Des contrats très rentables... Pour les assureurs

Conséquence de ces exclusions, le taux de déclaration de sinistre est très faible, à moins de 5%, et 70% de ces demandes d'indemnisation sont refusées.

Les contrats sont ainsi très rentables pour les assureurs : le rapport sinistre sur prime qui permet de rapporter ce qui est remboursé par l'assureur aux primes payées par l'assuré, pour avoir le droit à la garantie, est de 13% en moyenne. Par comparaison, le rapport entre les sinistres et les primes pour des assurances obligatoires de type multirisques habitation ou assurances auto est de l'ordre de 85%.

« Les assureurs doivent mieux prendre en compte l'intérêt du client dans la conception des produits », tant au niveau de la commercialisation que du suivi des produits, demande l'Autorité.
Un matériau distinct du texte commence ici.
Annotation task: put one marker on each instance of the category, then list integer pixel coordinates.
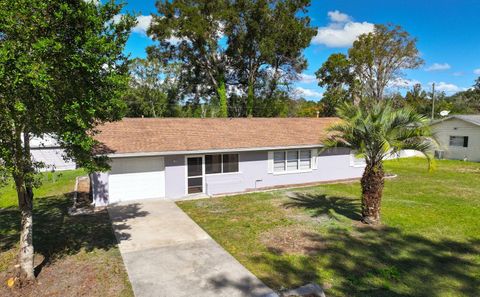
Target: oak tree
(62, 72)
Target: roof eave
(194, 152)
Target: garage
(136, 178)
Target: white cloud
(342, 31)
(308, 93)
(339, 17)
(438, 67)
(403, 83)
(307, 78)
(447, 87)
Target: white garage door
(136, 178)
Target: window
(279, 161)
(221, 163)
(461, 141)
(305, 162)
(291, 161)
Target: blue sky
(448, 33)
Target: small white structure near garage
(458, 137)
(47, 150)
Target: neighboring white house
(47, 150)
(458, 137)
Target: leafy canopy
(254, 48)
(379, 57)
(63, 72)
(378, 131)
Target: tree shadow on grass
(56, 234)
(381, 262)
(322, 205)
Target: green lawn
(75, 256)
(429, 244)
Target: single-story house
(46, 149)
(458, 137)
(174, 158)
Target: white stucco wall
(455, 127)
(253, 174)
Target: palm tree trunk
(372, 190)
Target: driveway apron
(168, 254)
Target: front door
(195, 175)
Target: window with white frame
(221, 163)
(292, 160)
(461, 141)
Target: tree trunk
(372, 190)
(26, 236)
(25, 204)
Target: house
(46, 149)
(458, 137)
(174, 158)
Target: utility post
(433, 101)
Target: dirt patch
(293, 240)
(100, 273)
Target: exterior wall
(53, 159)
(253, 174)
(455, 127)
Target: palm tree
(376, 131)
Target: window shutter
(270, 162)
(313, 155)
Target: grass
(52, 184)
(75, 255)
(428, 245)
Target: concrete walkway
(167, 254)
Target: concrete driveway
(167, 254)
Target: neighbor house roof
(471, 118)
(170, 135)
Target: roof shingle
(143, 135)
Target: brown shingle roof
(142, 135)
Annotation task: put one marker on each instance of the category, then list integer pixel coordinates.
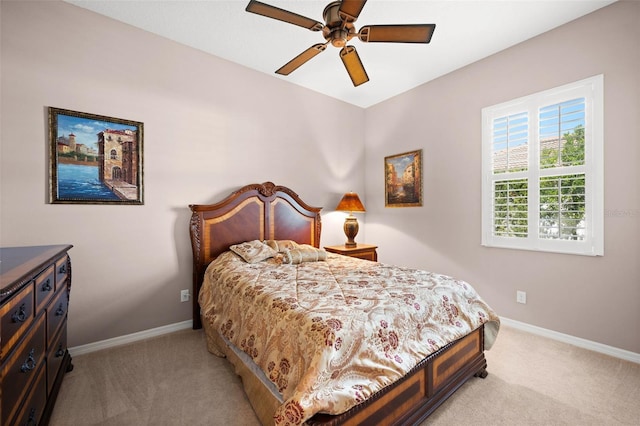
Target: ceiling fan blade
(293, 64)
(411, 33)
(269, 11)
(350, 9)
(352, 63)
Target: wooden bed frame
(267, 211)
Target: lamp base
(351, 228)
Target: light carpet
(173, 380)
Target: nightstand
(361, 251)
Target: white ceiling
(466, 31)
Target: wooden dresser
(34, 298)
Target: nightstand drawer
(20, 369)
(17, 315)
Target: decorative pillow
(305, 253)
(281, 245)
(253, 251)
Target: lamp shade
(350, 203)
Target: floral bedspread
(330, 334)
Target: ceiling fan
(338, 30)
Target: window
(542, 171)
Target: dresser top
(17, 263)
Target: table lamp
(350, 203)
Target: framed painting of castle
(94, 159)
(403, 179)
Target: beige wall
(211, 126)
(596, 298)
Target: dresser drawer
(19, 370)
(33, 407)
(17, 314)
(62, 271)
(55, 357)
(57, 312)
(44, 288)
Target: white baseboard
(572, 340)
(129, 338)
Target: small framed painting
(94, 159)
(403, 179)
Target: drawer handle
(60, 310)
(47, 285)
(30, 363)
(20, 315)
(32, 418)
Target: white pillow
(253, 251)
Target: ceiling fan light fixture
(353, 64)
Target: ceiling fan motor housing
(337, 31)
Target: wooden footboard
(410, 400)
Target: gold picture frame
(403, 179)
(94, 159)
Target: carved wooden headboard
(254, 212)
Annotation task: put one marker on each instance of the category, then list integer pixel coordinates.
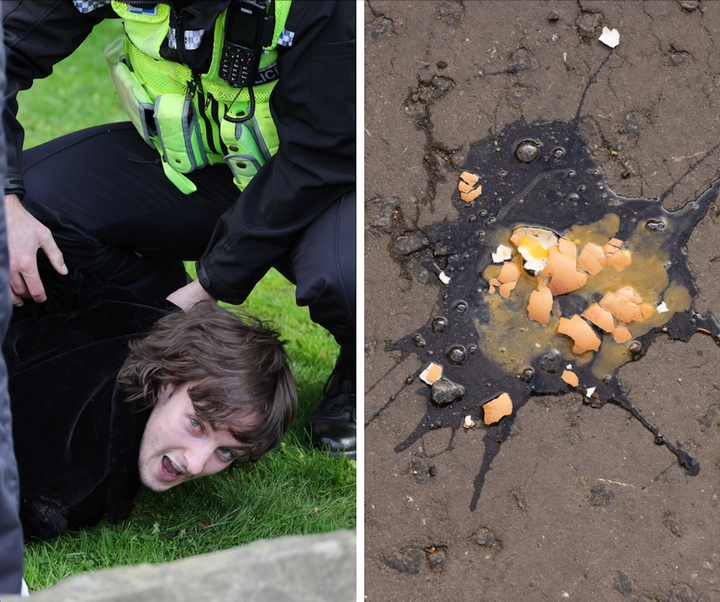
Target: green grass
(293, 490)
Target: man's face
(177, 445)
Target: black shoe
(333, 426)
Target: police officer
(239, 153)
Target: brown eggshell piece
(562, 268)
(540, 305)
(472, 195)
(646, 310)
(623, 304)
(592, 259)
(602, 318)
(509, 273)
(469, 178)
(581, 333)
(570, 378)
(507, 288)
(621, 335)
(496, 409)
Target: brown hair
(243, 383)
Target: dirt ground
(579, 504)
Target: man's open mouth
(170, 468)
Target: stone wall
(313, 568)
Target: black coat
(76, 440)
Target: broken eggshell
(540, 305)
(562, 269)
(496, 409)
(534, 245)
(610, 37)
(468, 186)
(581, 333)
(501, 254)
(570, 378)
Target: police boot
(333, 426)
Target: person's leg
(323, 265)
(11, 537)
(103, 194)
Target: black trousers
(103, 194)
(11, 535)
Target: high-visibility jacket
(179, 110)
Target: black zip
(216, 116)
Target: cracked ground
(579, 504)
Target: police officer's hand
(25, 236)
(189, 295)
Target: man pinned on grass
(199, 391)
(220, 389)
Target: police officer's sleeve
(38, 34)
(313, 106)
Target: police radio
(244, 24)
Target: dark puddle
(545, 176)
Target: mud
(570, 501)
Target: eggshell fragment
(468, 186)
(502, 253)
(621, 335)
(545, 238)
(610, 37)
(602, 318)
(624, 305)
(646, 310)
(562, 269)
(581, 333)
(570, 378)
(534, 244)
(509, 273)
(540, 305)
(507, 288)
(431, 373)
(567, 247)
(469, 179)
(592, 259)
(617, 258)
(496, 409)
(472, 195)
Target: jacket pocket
(130, 92)
(179, 130)
(333, 86)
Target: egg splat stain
(614, 275)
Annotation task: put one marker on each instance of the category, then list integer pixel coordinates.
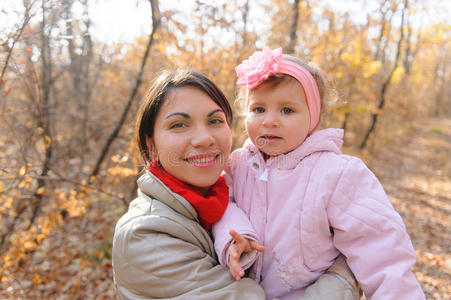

L'ACPR recommande également aux clients de prendre le temps de s'informer précisément sur ces contrats IJH qu'on leur propose afin de comprendre « ce que le produit couvre réellement, ce qu'il exclut et les conditions de mises en œuvre de la garantie ».

L'ACPR émet des recommandations non contraignantes. Cependant, à la suite de cette enquête, deux organismes ont suspendu certains de leurs contrats, qu'ils ne commercialisent plus le temps de revoir leur gamme et de la faire évoluer.